Dass keine zusätzlichen fiktiven Frontlängen eingerechnet werden, wenn alle weiteren Grundstücksgrenzen nicht oder nur teilweise der Straße „zugewandt“ sind, macht den Gebührenmaßstab für Anliegergrundstücke nicht als Verstoß gegen den Gleichbehandlungsgrundsatz rechtswidrig. Denn der Grundsatz der Typengerechtigkeit gestattet dem Satzungsgeber, bei der Gestaltung abgabenrechtlicher Regelungen in der Weise zu verallgemeinern und zu pauschalieren, dass an Regelfälle eines Sachbereichs angeknüpft wird und abweichende Fälle sowie die nicht zum Regeltyp passenden Umstände des Einzelfalles außer Acht gelassen werden, solange dies nur wenige Ausnahmen von den Regelfällen betrifft (vgl. BVerwG, Urteil vom 01.08.1986 - 8 C 112/84 - NVwZ 1987, 231; Urteil vom 19.09.1993 - 8 N 1/83 - KStZ 1984, 9; Beschluss vom 28.03.1995 - 8 N 3/93 - NVwZ-RR 1995, 594) und die Vernachlässigung der unterschiedlichen Vorteilslage unter dem Gesichtspunkt der Verwaltungsvereinfachung und Verwaltungspraktikabilität sachlich gerechtfertigt ist (vgl. BVerwG, Beschluss vom 28.08.2008 - 9 B 40/08 - NVwZ 2009, 255; Nds. OVG, Beschluss vom 11.05.2000 - 9 L 2479/99 -, juris, Rn 16; Thür. OVG, Beschluss vom 10.01.2014 - 4 EO 678/11 - juris). Er gestattet es somit, für einzelne Fallgruppen von einer speziellen Regelung abzusehen und sie einem allgemeineren Typus unterzuordnen, sofern die Anzahl der betroffenen Fälle weniger als 10 % ausmacht (Nds. OVG, Urteil vom 27.06.2011 - 9 LB 168/09 -, juris, Rn 32; Urteil vom 23.03.2009 - 9 LC 257/07 -, juris, Rn 41).

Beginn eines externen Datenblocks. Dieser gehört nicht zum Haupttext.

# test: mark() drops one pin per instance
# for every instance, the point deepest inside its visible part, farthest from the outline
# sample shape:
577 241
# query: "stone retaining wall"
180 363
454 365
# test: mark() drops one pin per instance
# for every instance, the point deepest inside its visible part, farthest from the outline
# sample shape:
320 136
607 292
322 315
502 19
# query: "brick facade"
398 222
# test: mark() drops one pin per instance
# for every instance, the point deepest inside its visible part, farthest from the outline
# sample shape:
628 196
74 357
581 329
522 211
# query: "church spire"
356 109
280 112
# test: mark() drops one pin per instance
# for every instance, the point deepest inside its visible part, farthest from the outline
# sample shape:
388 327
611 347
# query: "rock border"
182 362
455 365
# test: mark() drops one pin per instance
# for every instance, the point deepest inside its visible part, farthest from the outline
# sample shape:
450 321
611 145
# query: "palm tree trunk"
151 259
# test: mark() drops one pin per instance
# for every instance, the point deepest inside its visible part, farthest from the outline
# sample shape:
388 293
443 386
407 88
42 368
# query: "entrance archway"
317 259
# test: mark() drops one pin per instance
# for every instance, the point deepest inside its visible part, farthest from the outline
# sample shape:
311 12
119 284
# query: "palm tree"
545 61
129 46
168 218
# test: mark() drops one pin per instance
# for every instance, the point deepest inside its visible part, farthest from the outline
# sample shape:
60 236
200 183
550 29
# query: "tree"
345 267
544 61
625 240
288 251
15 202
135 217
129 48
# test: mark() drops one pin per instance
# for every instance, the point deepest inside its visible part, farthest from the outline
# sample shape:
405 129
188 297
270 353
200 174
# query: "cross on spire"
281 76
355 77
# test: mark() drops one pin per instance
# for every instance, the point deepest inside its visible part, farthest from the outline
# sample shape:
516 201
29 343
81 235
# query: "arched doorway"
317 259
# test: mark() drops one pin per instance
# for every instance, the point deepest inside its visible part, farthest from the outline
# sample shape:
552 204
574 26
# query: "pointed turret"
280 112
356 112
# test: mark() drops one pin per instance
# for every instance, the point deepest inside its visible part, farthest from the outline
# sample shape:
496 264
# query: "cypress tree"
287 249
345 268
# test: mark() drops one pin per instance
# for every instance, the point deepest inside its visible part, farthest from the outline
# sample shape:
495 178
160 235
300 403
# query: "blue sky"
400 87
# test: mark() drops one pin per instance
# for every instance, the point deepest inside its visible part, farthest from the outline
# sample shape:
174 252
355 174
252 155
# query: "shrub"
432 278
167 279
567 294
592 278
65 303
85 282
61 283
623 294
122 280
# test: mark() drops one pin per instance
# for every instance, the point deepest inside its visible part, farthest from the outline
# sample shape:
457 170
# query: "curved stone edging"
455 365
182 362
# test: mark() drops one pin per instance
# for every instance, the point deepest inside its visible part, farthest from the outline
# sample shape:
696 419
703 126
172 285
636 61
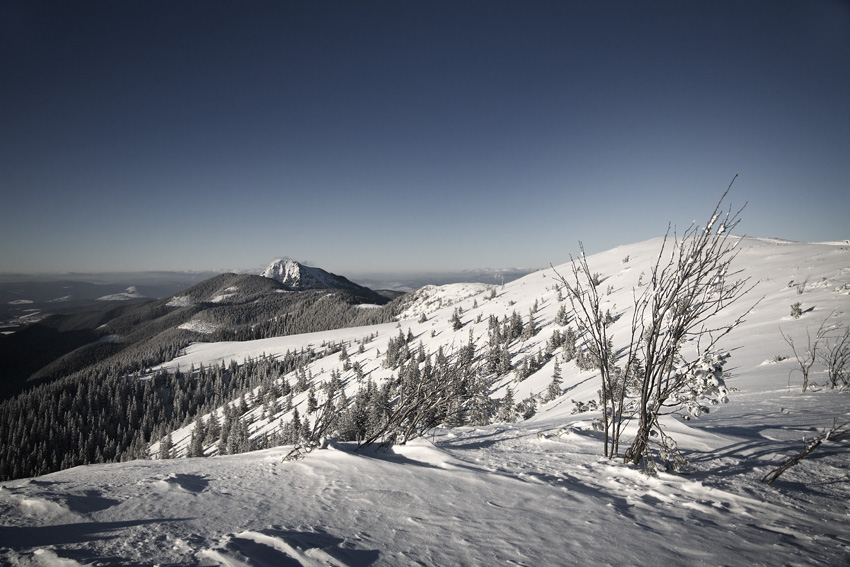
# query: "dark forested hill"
140 333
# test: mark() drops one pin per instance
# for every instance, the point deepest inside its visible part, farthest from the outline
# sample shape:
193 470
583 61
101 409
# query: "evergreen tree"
554 390
166 448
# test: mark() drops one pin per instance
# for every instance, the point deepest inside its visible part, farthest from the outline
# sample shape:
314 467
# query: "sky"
411 136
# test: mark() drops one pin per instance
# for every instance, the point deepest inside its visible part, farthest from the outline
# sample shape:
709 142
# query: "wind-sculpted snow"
535 492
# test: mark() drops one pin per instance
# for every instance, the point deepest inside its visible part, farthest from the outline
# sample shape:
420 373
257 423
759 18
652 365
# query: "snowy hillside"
531 492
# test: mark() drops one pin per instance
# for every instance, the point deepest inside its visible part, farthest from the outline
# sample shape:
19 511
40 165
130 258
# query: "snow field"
535 492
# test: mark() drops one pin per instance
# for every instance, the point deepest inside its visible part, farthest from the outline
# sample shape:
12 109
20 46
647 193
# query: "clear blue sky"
394 136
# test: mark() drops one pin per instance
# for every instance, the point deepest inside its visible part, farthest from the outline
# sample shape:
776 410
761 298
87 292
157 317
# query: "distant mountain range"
298 277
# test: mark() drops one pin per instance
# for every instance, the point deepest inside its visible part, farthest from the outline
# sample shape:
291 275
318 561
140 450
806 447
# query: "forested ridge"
92 405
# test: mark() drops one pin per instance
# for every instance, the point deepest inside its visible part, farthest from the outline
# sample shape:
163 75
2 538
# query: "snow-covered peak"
300 277
130 293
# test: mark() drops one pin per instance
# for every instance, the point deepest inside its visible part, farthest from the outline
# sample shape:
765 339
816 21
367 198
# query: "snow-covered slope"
130 293
535 492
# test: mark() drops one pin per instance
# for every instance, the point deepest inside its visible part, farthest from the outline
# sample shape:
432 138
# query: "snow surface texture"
536 492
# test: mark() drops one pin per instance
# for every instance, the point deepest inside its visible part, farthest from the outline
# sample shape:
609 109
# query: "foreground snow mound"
528 494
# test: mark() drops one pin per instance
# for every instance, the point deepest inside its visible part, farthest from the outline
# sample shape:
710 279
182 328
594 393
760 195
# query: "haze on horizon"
411 137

Die Kammer hat anhand der Katasterpläne vom Stadtgebiet der Beklagten und ihrem Vorbringen, entsprechende Grundstückszuschnitte lägen nur in 8 Fällen vor, keinen Anlass anzunehmen, dass dieser Grenzwert von atypisch geschnittenen Anliegergrundstücken auch nur annähernd erreicht werden könnte.

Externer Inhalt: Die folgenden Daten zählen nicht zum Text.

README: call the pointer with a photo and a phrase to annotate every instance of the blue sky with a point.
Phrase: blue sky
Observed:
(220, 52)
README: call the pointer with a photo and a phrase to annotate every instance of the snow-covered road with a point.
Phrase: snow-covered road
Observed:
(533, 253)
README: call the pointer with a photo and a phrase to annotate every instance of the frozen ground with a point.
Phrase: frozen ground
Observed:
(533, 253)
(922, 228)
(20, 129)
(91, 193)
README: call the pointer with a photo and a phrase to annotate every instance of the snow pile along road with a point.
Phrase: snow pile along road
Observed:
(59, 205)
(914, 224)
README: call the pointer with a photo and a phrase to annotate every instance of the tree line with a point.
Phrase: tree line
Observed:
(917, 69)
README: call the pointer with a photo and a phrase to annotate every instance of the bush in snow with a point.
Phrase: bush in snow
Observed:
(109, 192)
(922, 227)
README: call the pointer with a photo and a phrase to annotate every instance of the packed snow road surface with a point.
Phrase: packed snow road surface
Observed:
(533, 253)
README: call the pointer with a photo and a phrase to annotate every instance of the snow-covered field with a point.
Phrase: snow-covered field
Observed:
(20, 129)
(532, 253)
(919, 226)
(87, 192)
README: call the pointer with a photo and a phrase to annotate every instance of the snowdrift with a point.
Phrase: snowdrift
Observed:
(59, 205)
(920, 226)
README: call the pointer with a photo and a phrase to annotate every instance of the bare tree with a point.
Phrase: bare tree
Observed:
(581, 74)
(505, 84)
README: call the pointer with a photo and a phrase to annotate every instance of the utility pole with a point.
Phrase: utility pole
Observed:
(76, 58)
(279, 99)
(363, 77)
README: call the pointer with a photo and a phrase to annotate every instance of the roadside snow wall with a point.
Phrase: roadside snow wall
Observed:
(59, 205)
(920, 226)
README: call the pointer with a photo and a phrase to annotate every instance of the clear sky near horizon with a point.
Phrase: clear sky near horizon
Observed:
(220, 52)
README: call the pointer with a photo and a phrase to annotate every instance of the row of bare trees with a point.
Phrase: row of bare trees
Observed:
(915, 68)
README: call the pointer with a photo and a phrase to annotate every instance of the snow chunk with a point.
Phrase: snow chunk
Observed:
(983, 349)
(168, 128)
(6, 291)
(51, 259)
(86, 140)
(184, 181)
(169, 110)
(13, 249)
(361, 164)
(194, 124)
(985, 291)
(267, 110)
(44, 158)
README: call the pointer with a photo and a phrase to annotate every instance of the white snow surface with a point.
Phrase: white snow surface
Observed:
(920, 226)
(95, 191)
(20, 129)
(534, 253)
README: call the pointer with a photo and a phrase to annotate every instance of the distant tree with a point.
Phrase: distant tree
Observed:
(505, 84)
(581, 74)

§ 7 Abs. 4 SRGS regelt den Gebührenmaßstab für Hinterliegergrundstücke:
Bei Hinterliegergrundstücken ist die der zu reinigenden Straße zugewandte Grundstücksbreite die maßgebliche Berechnungsgrundlage zur Festsetzung der Straßenreinigungsgebühr. Ist das Grundstück von der Straße her betrachtet unterschiedlich breit, so wird der Gebührenberechnung die geringste Grundstücksbreite, projiziert auf die zu reinigende Straße, zugrunde gelegt. Ergibt sich aus der Lage des Grundstücks keine der zu reinigenden Straße zugewandte Seite, so werden die Frontlängen zugrunde gelegt, die bei einer gedachten Verlängerung der Straße in gerader Linie zugewandt wären. Wird ein Hinterliegergrundstück durch mehrere Straßen erschlossen, so ist die größte der einer zu reinigenden Straße zugewandten Grundstücksbreiten maßgeblich.

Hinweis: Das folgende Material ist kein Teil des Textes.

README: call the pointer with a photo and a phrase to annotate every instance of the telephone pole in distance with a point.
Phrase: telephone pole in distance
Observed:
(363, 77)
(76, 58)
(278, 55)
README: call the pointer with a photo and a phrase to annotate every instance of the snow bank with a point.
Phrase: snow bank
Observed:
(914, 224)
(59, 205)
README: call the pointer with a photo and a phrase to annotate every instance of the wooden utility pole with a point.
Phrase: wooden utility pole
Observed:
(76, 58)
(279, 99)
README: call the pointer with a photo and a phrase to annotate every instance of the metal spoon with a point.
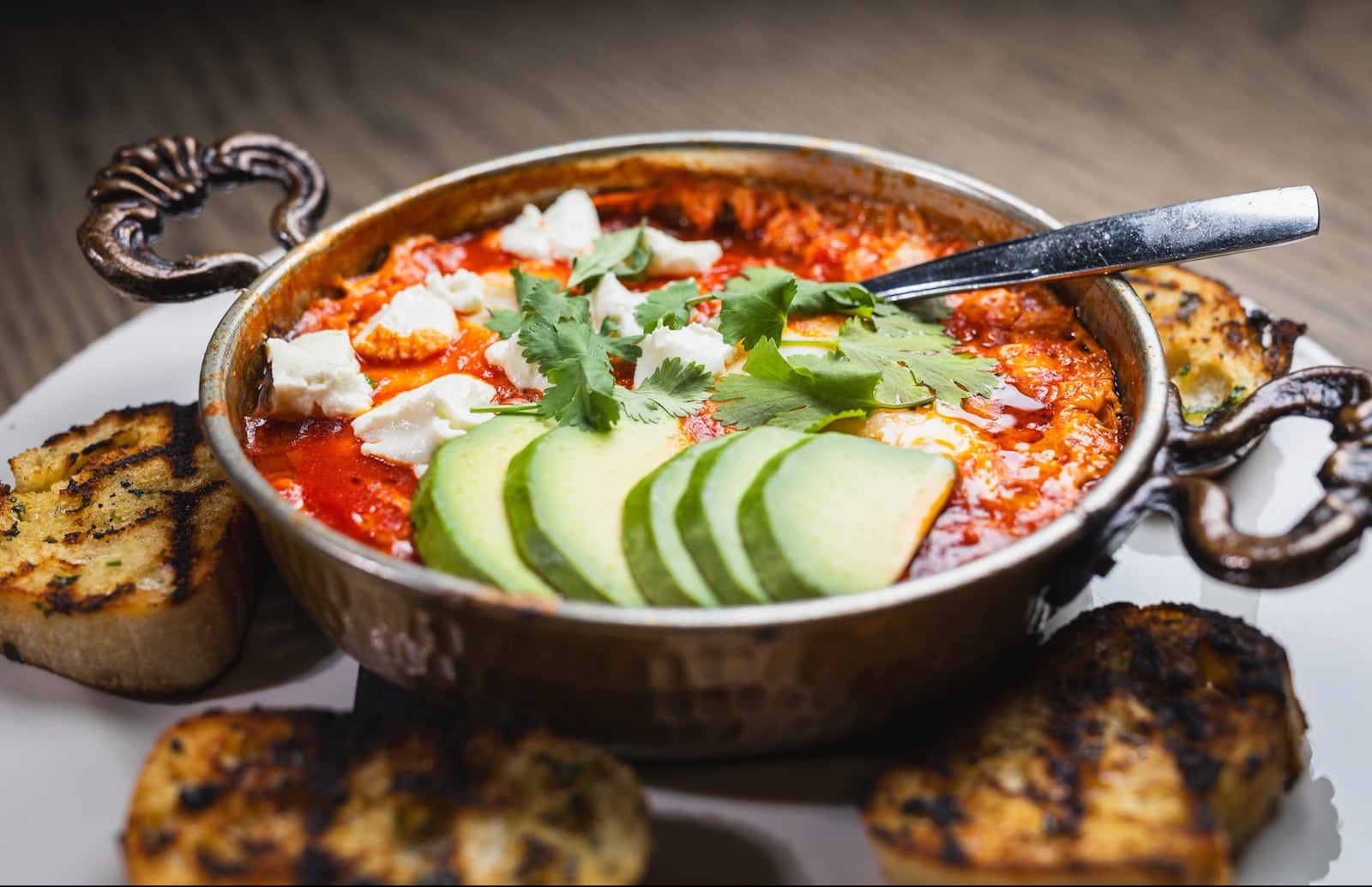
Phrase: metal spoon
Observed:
(1157, 237)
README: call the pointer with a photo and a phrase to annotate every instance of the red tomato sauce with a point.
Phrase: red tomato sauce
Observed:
(1039, 444)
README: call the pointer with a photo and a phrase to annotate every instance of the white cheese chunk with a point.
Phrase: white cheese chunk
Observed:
(569, 226)
(526, 237)
(316, 375)
(679, 258)
(464, 290)
(411, 425)
(693, 343)
(509, 356)
(415, 324)
(614, 301)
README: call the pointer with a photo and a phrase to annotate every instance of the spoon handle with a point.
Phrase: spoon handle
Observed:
(1157, 237)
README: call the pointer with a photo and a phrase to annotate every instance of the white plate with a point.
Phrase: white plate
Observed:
(69, 754)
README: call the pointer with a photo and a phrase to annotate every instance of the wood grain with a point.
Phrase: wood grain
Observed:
(1086, 109)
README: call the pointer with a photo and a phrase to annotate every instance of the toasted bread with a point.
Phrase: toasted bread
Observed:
(319, 798)
(1146, 745)
(1218, 350)
(127, 560)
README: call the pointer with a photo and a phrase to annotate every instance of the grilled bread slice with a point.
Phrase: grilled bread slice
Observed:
(1146, 745)
(1218, 350)
(317, 798)
(127, 560)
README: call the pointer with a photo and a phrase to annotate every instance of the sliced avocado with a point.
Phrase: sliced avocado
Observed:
(566, 498)
(708, 512)
(459, 511)
(841, 514)
(658, 557)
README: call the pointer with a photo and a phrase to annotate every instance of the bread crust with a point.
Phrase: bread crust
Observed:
(1147, 745)
(1218, 350)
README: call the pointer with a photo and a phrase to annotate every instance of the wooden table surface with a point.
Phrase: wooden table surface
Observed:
(1086, 109)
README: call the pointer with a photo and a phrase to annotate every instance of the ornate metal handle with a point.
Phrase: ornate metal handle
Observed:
(1327, 536)
(166, 178)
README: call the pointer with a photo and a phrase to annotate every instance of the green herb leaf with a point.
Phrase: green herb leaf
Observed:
(917, 361)
(676, 389)
(669, 306)
(583, 386)
(755, 305)
(814, 297)
(626, 253)
(807, 395)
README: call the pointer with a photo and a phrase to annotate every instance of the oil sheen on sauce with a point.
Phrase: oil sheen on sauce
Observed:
(1026, 455)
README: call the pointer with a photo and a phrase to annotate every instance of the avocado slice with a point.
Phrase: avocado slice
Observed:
(459, 511)
(566, 498)
(841, 514)
(656, 553)
(708, 512)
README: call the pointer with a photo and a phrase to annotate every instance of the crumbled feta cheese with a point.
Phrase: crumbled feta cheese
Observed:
(464, 290)
(571, 224)
(415, 324)
(526, 237)
(411, 425)
(316, 375)
(614, 301)
(693, 343)
(564, 230)
(679, 258)
(509, 356)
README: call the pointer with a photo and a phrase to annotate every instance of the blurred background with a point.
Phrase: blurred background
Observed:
(1086, 109)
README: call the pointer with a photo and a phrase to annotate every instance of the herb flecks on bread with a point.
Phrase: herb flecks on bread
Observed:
(299, 797)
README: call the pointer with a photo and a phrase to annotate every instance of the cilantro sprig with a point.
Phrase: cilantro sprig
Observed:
(916, 361)
(555, 333)
(669, 306)
(806, 395)
(755, 305)
(882, 357)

Die günstigere Behandlung mehrfach erschlossener Hinterliegergrundstücke im Vergleich zu Anliegergrundstücken mag ebenfalls vom Grundsatz der Typengerechtigkeit gedeckt sein. Eine Abrundungsvorschrift wie bei Anliegergrundstücken besteht für Hinterliegergrundstücke nicht; dennoch rundet die Beklagte in ihrer Verwaltungspraxis für die Gebührenfestsetzung offenbar auch bei diesen Fällen ab. An die Stelle von Grundstücksgrenzen tritt nach dem Wortlaut des Satzes 1 der Norm beim Gebührenmaßstab für Hinterliegergrundstücke eine der zu reinigenden Straße zugewandte Grundstücksbreite, also eine gedachte Strecke durch die Grundstücksfläche zwischen zwei Punkten gegenüber liegender Grundstücks-Seitengrenzen. Wird das Merkmal „zugewandt“ vom Satzungsgeber in gleicher Weise wie in § 7 Abs. 1 SRGS gebraucht, so mangelt es § 7 Abs. 4 SRGS bereits an einer hinreichenden Bestimmtheit, weil die Grundstücksbreite je nach dem angelegten Winkel von 1 bis 45 Grad zur „Straße“ (Flurstücksgrenze oder Mittellinie) unterschiedliche Längen erreicht.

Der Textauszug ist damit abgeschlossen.